This Diff is split off from D18954, and deals only with a number
of integer overflow scenarios and missing boundary checks.
Details
- Reviewers
lstewart cc rgrimes tuexen - Group Reviewers
transport - Commits
- rS362858: MFC r354774:
rS354774: Add boundary and overflow checks to the formulas used in the TCP CUBIC
To invoke the problem case, the session must have expirienced loss (to
pull down ssthresh to a low value). Thereafter, provided there is no
additional data loss but the session runs application limited for longer
periods (sender only sends a small amount of data, waits for less than
RTO interval, and sends only a few kB every 10s of milliseconds),
the cubic-calculated cwnd may end up negative or beyond INT_MAX.
Some overflows (w_tf) are apparent during low-latency sessions immediately,
other (ticks_since_cong) may only happen after very long periods of time
(~3 weeks) and cubic_cwnd only for large K/max_cwnd values.
Once the sender application starts to provide large amounts of data,
a line-rate traffic burst is unavoidable as cwnd may have grown to many
MB or GB in size.
Diff Detail
- Lint
Lint Passed - Unit
No Test Coverage - Build Status
Buildable 22432 Build 21589: arc lint + arc unit
Event Timeline
While splitting these overflow checks out from the other Diff, I found that there is another typecast overflow, and potential negative overflow in cubic_cwnd.
First, the typecast for leftshifting ticks_since_cong was one bracket too far out to be effective (max ticks_since_cong to overflow after 2^23 milliseconds, or ~2:20hrs)
cwnd can easily become negative, for “large” values of K (correlates to large max_cwnd), and shortly after a cong / after-idle event, without any check for that.
Then the well known overflow on taking the cube of too large values.

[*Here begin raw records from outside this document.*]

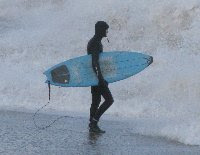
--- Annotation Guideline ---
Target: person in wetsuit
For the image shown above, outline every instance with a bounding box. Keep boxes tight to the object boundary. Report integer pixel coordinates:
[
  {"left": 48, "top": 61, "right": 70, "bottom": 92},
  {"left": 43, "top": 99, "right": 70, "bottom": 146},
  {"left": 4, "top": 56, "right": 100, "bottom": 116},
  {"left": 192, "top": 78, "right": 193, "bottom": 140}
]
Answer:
[{"left": 87, "top": 21, "right": 114, "bottom": 133}]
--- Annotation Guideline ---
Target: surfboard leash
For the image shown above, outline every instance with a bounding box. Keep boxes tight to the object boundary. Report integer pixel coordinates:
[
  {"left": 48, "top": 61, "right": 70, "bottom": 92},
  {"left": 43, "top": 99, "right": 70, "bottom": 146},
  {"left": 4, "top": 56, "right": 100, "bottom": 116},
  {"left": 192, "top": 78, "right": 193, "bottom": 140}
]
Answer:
[{"left": 33, "top": 81, "right": 74, "bottom": 130}]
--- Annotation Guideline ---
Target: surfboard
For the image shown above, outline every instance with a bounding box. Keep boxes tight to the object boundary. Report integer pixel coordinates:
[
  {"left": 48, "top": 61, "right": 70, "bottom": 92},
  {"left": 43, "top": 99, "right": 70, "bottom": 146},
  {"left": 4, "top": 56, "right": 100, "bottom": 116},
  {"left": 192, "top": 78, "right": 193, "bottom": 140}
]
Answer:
[{"left": 44, "top": 51, "right": 153, "bottom": 87}]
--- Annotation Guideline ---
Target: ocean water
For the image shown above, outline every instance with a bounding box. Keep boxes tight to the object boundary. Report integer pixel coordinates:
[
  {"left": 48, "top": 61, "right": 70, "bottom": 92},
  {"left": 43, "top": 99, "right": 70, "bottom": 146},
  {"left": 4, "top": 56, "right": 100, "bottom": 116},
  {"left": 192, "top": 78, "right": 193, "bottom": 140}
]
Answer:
[{"left": 0, "top": 0, "right": 200, "bottom": 145}]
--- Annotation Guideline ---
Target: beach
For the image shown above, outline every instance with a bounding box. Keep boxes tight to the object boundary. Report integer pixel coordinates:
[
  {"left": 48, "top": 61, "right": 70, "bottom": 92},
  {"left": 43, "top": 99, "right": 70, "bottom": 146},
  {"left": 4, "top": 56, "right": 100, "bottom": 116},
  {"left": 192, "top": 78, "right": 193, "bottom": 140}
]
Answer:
[{"left": 0, "top": 111, "right": 200, "bottom": 155}]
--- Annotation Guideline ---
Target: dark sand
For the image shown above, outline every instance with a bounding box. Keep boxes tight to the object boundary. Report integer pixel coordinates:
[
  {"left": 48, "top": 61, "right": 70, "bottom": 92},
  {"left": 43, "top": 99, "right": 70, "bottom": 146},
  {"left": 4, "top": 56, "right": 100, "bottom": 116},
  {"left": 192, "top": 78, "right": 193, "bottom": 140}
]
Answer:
[{"left": 0, "top": 111, "right": 200, "bottom": 155}]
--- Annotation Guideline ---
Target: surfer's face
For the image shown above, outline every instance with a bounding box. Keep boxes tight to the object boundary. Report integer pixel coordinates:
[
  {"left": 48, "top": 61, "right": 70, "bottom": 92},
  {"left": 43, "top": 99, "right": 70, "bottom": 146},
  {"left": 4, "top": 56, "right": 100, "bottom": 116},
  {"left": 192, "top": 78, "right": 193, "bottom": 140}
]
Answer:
[
  {"left": 105, "top": 29, "right": 108, "bottom": 37},
  {"left": 103, "top": 29, "right": 108, "bottom": 37}
]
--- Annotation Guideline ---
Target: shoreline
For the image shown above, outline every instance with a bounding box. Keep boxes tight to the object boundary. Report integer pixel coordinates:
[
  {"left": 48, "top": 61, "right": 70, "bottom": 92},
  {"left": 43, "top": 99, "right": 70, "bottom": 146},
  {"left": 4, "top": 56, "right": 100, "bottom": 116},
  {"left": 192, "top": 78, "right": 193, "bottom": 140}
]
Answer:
[{"left": 0, "top": 111, "right": 200, "bottom": 155}]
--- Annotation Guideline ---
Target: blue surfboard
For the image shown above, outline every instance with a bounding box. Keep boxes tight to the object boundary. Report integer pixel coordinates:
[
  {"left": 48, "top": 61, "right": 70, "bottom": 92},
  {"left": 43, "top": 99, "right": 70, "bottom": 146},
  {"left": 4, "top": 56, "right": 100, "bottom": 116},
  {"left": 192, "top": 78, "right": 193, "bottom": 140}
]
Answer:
[{"left": 44, "top": 51, "right": 153, "bottom": 87}]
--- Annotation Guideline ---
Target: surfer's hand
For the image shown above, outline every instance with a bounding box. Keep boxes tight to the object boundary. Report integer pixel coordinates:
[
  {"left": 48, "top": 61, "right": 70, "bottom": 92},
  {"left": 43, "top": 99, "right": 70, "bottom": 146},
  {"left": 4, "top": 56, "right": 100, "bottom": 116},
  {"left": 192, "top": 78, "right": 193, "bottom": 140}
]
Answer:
[{"left": 99, "top": 79, "right": 108, "bottom": 87}]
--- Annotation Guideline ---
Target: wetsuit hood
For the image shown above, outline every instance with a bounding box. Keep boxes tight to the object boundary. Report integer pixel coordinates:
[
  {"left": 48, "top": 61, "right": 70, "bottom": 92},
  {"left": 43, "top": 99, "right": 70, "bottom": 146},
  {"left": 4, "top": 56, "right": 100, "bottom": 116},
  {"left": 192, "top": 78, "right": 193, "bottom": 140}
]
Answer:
[{"left": 95, "top": 21, "right": 109, "bottom": 38}]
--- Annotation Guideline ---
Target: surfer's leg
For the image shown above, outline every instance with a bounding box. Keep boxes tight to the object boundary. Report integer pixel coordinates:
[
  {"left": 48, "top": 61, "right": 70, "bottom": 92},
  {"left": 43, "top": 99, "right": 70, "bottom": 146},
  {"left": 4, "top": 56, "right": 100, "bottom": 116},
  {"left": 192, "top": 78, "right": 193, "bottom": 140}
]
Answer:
[
  {"left": 94, "top": 86, "right": 114, "bottom": 121},
  {"left": 90, "top": 86, "right": 101, "bottom": 122}
]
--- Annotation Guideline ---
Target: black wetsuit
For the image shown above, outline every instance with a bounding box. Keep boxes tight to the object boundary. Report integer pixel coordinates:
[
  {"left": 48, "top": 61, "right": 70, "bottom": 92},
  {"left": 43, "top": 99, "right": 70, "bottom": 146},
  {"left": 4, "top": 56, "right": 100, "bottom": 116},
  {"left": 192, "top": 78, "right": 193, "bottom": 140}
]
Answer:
[{"left": 87, "top": 34, "right": 114, "bottom": 121}]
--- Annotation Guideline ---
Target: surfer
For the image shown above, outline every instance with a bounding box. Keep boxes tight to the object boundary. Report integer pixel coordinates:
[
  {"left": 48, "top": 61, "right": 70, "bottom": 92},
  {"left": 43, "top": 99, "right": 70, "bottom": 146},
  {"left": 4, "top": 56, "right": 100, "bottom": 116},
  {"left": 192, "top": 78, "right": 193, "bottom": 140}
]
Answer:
[{"left": 87, "top": 21, "right": 114, "bottom": 133}]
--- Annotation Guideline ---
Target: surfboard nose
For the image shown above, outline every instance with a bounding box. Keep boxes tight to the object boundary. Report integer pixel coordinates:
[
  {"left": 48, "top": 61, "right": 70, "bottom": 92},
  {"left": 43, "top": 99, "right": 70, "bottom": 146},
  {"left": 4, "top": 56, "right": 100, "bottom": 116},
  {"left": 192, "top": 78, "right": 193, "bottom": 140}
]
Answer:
[{"left": 147, "top": 56, "right": 153, "bottom": 65}]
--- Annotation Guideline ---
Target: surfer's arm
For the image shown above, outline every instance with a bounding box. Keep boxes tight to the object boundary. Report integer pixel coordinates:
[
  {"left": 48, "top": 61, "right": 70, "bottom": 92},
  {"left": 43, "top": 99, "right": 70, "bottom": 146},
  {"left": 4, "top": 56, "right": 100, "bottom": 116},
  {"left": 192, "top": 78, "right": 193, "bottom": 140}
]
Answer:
[{"left": 92, "top": 52, "right": 104, "bottom": 82}]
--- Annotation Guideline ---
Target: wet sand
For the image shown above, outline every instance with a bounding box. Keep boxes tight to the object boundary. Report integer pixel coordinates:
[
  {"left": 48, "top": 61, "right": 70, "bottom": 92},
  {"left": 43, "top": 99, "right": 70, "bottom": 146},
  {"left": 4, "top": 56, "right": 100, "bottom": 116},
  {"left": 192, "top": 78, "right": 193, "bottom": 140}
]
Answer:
[{"left": 0, "top": 111, "right": 200, "bottom": 155}]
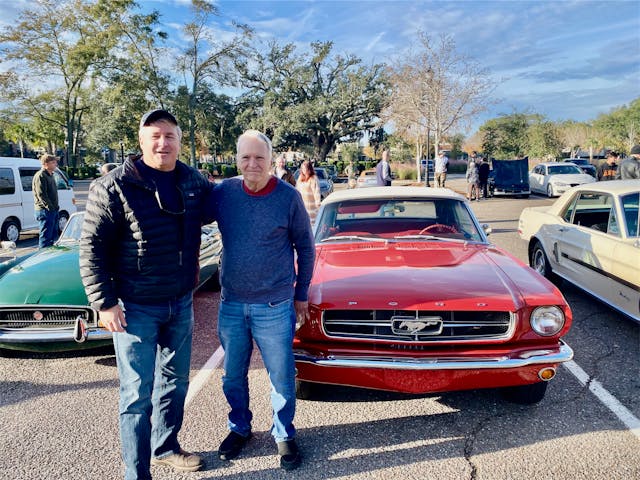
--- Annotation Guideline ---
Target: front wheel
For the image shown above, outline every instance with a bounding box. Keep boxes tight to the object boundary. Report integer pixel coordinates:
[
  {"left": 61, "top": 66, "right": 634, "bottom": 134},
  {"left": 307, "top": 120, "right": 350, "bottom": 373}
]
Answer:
[
  {"left": 502, "top": 382, "right": 549, "bottom": 405},
  {"left": 529, "top": 240, "right": 554, "bottom": 280},
  {"left": 547, "top": 184, "right": 553, "bottom": 198}
]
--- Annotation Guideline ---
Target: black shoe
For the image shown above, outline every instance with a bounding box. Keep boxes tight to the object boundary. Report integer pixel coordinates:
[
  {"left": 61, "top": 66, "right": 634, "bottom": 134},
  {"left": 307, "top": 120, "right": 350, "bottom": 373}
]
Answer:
[
  {"left": 218, "top": 431, "right": 251, "bottom": 460},
  {"left": 278, "top": 440, "right": 302, "bottom": 470}
]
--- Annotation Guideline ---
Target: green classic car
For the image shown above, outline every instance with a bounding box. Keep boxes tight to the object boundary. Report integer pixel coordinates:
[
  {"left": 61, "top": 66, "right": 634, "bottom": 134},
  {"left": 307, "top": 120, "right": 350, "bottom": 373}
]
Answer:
[{"left": 0, "top": 212, "right": 222, "bottom": 351}]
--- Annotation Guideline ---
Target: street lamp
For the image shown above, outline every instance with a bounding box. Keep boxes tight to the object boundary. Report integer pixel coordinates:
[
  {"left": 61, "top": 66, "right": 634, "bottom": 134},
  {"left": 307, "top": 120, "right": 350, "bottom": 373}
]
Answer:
[
  {"left": 64, "top": 138, "right": 69, "bottom": 167},
  {"left": 424, "top": 127, "right": 431, "bottom": 187}
]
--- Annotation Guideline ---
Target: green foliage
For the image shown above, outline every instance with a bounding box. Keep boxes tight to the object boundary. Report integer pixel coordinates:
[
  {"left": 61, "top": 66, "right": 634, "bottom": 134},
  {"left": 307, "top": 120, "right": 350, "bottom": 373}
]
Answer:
[
  {"left": 526, "top": 121, "right": 562, "bottom": 160},
  {"left": 240, "top": 42, "right": 389, "bottom": 160}
]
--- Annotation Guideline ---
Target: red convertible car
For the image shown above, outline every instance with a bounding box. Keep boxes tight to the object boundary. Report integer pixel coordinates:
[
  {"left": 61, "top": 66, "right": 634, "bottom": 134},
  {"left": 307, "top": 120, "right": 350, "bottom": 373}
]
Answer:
[{"left": 294, "top": 187, "right": 573, "bottom": 403}]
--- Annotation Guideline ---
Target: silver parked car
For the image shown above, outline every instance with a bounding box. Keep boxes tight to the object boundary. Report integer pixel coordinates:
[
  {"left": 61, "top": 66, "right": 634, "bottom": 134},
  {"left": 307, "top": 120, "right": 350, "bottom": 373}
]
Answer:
[
  {"left": 518, "top": 180, "right": 640, "bottom": 322},
  {"left": 529, "top": 162, "right": 596, "bottom": 197}
]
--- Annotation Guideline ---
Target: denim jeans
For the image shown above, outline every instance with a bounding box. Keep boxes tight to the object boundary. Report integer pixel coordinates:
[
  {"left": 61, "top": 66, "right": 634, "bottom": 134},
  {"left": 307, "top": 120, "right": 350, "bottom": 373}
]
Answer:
[
  {"left": 218, "top": 299, "right": 296, "bottom": 442},
  {"left": 35, "top": 209, "right": 58, "bottom": 248},
  {"left": 113, "top": 293, "right": 193, "bottom": 480}
]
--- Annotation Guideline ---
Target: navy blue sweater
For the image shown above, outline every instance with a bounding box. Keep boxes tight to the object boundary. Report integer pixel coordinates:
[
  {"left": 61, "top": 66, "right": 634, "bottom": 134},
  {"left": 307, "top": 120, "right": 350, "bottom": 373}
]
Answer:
[{"left": 214, "top": 178, "right": 315, "bottom": 303}]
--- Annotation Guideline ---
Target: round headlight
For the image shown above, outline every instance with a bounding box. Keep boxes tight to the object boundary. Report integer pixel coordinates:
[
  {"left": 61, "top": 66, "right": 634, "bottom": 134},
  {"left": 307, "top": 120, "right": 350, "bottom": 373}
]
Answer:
[{"left": 531, "top": 306, "right": 564, "bottom": 337}]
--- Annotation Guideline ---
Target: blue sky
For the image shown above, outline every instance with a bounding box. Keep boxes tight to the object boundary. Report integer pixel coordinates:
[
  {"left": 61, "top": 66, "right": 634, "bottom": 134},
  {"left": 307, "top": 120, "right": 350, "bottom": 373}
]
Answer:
[{"left": 0, "top": 0, "right": 640, "bottom": 133}]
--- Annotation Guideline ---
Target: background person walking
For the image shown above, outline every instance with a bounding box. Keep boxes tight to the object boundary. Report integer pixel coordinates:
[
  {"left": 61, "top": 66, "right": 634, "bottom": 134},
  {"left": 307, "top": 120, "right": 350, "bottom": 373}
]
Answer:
[
  {"left": 376, "top": 149, "right": 391, "bottom": 187},
  {"left": 433, "top": 151, "right": 449, "bottom": 188},
  {"left": 465, "top": 158, "right": 480, "bottom": 201},
  {"left": 596, "top": 151, "right": 618, "bottom": 181},
  {"left": 478, "top": 157, "right": 491, "bottom": 198},
  {"left": 616, "top": 145, "right": 640, "bottom": 180},
  {"left": 296, "top": 160, "right": 322, "bottom": 225},
  {"left": 31, "top": 154, "right": 59, "bottom": 248}
]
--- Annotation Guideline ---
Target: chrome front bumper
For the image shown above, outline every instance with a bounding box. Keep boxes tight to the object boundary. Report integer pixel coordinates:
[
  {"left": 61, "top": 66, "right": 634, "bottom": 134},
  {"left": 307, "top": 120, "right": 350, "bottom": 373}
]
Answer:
[
  {"left": 0, "top": 328, "right": 111, "bottom": 344},
  {"left": 294, "top": 340, "right": 573, "bottom": 370}
]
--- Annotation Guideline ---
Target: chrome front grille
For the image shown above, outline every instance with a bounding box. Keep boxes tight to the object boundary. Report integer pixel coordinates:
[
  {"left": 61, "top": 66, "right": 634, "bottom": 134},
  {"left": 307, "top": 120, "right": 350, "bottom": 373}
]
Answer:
[
  {"left": 0, "top": 305, "right": 97, "bottom": 330},
  {"left": 322, "top": 310, "right": 515, "bottom": 344}
]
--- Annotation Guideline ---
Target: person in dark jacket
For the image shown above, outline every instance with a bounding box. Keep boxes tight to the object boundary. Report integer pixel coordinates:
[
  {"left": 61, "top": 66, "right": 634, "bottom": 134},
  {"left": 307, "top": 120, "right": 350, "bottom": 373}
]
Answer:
[
  {"left": 596, "top": 151, "right": 618, "bottom": 182},
  {"left": 31, "top": 154, "right": 59, "bottom": 248},
  {"left": 478, "top": 157, "right": 491, "bottom": 198},
  {"left": 376, "top": 150, "right": 391, "bottom": 187},
  {"left": 80, "top": 110, "right": 213, "bottom": 480}
]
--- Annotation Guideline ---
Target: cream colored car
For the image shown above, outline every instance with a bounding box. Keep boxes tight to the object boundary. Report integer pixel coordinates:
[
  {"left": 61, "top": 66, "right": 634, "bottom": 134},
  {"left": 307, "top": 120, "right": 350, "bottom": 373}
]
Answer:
[{"left": 518, "top": 180, "right": 640, "bottom": 322}]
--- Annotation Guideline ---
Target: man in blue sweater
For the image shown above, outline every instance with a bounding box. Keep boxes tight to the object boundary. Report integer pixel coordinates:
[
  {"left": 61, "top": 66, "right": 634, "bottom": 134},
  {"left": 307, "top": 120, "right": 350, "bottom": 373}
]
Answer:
[{"left": 214, "top": 130, "right": 315, "bottom": 470}]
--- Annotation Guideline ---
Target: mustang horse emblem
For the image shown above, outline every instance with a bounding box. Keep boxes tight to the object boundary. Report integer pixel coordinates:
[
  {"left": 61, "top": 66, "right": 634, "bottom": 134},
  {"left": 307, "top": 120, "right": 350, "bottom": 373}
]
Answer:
[{"left": 398, "top": 320, "right": 438, "bottom": 334}]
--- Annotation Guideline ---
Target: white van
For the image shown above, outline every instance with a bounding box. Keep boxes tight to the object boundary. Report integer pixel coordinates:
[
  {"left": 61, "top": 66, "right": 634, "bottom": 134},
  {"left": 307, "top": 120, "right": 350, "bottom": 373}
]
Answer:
[{"left": 0, "top": 157, "right": 77, "bottom": 242}]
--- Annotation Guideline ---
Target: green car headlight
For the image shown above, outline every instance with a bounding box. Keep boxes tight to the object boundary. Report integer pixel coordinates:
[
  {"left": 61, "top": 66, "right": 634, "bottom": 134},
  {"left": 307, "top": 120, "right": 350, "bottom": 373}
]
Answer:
[{"left": 530, "top": 306, "right": 564, "bottom": 337}]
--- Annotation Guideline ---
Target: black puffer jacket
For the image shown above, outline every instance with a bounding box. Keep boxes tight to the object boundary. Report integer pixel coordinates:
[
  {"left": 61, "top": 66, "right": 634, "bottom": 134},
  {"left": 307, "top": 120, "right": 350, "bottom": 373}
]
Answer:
[{"left": 80, "top": 160, "right": 213, "bottom": 310}]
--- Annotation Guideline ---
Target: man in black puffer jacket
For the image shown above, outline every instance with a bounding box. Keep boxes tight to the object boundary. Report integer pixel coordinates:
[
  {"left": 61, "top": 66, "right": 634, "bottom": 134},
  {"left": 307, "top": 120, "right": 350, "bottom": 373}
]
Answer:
[{"left": 80, "top": 110, "right": 213, "bottom": 479}]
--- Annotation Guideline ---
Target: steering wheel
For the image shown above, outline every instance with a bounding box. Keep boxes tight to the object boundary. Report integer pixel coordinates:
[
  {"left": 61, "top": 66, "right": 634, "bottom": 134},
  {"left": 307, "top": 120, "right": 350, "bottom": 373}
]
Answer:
[{"left": 420, "top": 223, "right": 458, "bottom": 235}]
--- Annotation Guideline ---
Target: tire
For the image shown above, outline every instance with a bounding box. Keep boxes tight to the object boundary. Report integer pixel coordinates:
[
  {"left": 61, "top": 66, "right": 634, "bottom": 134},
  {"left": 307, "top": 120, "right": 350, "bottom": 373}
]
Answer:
[
  {"left": 58, "top": 212, "right": 69, "bottom": 235},
  {"left": 502, "top": 382, "right": 549, "bottom": 405},
  {"left": 529, "top": 240, "right": 553, "bottom": 279},
  {"left": 0, "top": 220, "right": 20, "bottom": 242},
  {"left": 547, "top": 184, "right": 553, "bottom": 198},
  {"left": 296, "top": 378, "right": 316, "bottom": 400}
]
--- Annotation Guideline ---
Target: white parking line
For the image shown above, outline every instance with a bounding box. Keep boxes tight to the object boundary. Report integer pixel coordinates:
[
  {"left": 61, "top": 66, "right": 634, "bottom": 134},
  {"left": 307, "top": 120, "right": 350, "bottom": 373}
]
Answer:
[
  {"left": 563, "top": 360, "right": 640, "bottom": 439},
  {"left": 184, "top": 346, "right": 224, "bottom": 408},
  {"left": 185, "top": 346, "right": 640, "bottom": 440}
]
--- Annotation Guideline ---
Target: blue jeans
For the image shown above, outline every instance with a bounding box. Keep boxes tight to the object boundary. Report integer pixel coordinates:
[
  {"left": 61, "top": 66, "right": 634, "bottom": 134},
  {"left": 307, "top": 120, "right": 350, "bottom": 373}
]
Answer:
[
  {"left": 113, "top": 293, "right": 193, "bottom": 480},
  {"left": 218, "top": 299, "right": 296, "bottom": 442},
  {"left": 35, "top": 210, "right": 58, "bottom": 248}
]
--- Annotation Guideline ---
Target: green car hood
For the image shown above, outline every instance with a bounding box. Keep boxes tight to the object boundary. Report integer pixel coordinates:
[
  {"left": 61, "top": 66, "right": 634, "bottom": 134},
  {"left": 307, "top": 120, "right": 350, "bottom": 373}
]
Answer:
[{"left": 0, "top": 245, "right": 89, "bottom": 305}]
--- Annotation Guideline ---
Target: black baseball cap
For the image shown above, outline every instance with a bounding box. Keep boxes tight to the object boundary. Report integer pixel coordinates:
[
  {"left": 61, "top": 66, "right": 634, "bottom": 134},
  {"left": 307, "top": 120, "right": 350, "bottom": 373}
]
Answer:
[{"left": 140, "top": 108, "right": 178, "bottom": 128}]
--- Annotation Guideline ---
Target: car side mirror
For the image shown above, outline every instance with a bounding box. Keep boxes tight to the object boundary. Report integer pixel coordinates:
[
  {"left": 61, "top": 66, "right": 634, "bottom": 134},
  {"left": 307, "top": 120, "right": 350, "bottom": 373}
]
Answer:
[{"left": 0, "top": 241, "right": 16, "bottom": 259}]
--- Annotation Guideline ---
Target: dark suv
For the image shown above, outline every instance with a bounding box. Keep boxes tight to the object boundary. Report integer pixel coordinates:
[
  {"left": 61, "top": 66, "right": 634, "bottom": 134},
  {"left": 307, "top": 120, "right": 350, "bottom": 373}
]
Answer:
[{"left": 564, "top": 158, "right": 596, "bottom": 178}]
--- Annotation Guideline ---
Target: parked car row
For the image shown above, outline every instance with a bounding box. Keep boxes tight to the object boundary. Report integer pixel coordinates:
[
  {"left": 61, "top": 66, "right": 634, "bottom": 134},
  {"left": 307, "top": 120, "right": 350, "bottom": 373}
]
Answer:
[
  {"left": 529, "top": 162, "right": 596, "bottom": 197},
  {"left": 294, "top": 186, "right": 572, "bottom": 404},
  {"left": 518, "top": 180, "right": 640, "bottom": 322},
  {"left": 0, "top": 157, "right": 76, "bottom": 242},
  {"left": 0, "top": 212, "right": 222, "bottom": 351}
]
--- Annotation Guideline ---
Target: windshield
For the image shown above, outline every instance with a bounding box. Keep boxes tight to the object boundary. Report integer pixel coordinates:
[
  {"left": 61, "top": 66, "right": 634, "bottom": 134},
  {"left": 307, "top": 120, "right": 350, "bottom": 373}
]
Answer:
[
  {"left": 57, "top": 213, "right": 84, "bottom": 244},
  {"left": 315, "top": 198, "right": 484, "bottom": 242},
  {"left": 549, "top": 165, "right": 582, "bottom": 175}
]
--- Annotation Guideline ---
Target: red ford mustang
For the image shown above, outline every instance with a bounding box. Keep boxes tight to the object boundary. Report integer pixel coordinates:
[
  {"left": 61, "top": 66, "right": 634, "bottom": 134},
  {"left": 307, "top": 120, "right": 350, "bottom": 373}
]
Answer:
[{"left": 294, "top": 187, "right": 573, "bottom": 403}]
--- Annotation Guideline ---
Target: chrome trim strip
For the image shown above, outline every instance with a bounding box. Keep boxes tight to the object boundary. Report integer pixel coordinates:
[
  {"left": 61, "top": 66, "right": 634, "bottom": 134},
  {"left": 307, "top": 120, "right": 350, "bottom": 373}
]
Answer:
[
  {"left": 0, "top": 328, "right": 111, "bottom": 343},
  {"left": 294, "top": 340, "right": 573, "bottom": 371}
]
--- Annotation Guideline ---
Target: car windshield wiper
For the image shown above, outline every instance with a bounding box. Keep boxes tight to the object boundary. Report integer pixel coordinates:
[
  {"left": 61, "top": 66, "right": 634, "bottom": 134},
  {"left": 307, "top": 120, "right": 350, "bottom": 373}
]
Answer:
[
  {"left": 320, "top": 235, "right": 388, "bottom": 242},
  {"left": 393, "top": 233, "right": 467, "bottom": 243}
]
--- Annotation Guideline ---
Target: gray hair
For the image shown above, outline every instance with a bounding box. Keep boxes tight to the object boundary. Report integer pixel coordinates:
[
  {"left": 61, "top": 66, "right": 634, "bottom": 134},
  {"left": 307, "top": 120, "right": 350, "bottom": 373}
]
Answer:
[{"left": 236, "top": 130, "right": 273, "bottom": 158}]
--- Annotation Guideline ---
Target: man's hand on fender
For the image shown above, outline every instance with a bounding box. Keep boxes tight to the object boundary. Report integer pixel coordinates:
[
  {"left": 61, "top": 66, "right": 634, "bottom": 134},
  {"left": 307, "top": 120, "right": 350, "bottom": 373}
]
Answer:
[{"left": 100, "top": 305, "right": 127, "bottom": 332}]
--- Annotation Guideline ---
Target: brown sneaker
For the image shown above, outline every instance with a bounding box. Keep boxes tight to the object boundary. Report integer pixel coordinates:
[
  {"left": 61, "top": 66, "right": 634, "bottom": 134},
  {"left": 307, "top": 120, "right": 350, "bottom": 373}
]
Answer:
[{"left": 151, "top": 449, "right": 203, "bottom": 472}]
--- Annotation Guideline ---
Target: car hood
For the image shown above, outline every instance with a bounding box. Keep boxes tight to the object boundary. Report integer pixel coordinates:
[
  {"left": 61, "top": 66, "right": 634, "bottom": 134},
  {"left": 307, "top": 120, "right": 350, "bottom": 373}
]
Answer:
[
  {"left": 549, "top": 173, "right": 593, "bottom": 183},
  {"left": 309, "top": 242, "right": 557, "bottom": 311},
  {"left": 0, "top": 245, "right": 88, "bottom": 305}
]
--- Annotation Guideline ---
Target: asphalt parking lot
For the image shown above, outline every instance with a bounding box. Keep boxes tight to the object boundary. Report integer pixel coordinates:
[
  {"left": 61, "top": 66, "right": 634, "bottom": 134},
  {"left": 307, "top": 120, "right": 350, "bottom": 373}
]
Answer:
[{"left": 0, "top": 178, "right": 640, "bottom": 480}]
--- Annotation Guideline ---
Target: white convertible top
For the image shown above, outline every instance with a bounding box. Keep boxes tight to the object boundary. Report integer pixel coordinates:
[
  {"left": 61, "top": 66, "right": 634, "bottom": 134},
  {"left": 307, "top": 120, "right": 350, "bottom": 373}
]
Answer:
[{"left": 322, "top": 186, "right": 464, "bottom": 204}]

Next, the multiplication by smss before the right-shift has potentially higher precision (of an rough estimation of K), but with a probable overflow after 11050 ticks (11 seconds) @ MTU9000.
Finally, a negative return value would be cast to a unsigned int later, thus again leading to an (incorrect) very large effective value for cwnd, so restricting any negative values to zero is the remedy.
sys/netinet/cc/cc_cubic.h | ||
---|---|---|
175 | typecast here applies after the leftshift. (2^23 will become -1) | |
204 | cwnd could still be negative here. The function returns unsigned long, which could typecast this wrong. |
I prefer D18982 to be submitted. If D18982 is submitted, we don't need this patch as D18982 covers everything here.
I learned that the SCE project group is looking into qualification of TCP Cubic; As R. Grimes is part of that group, adding him as a reviewer, to validate the functional changes to Cubic are sound.
I usually do the comparison separate from formula when they already exist, but either is ok with me.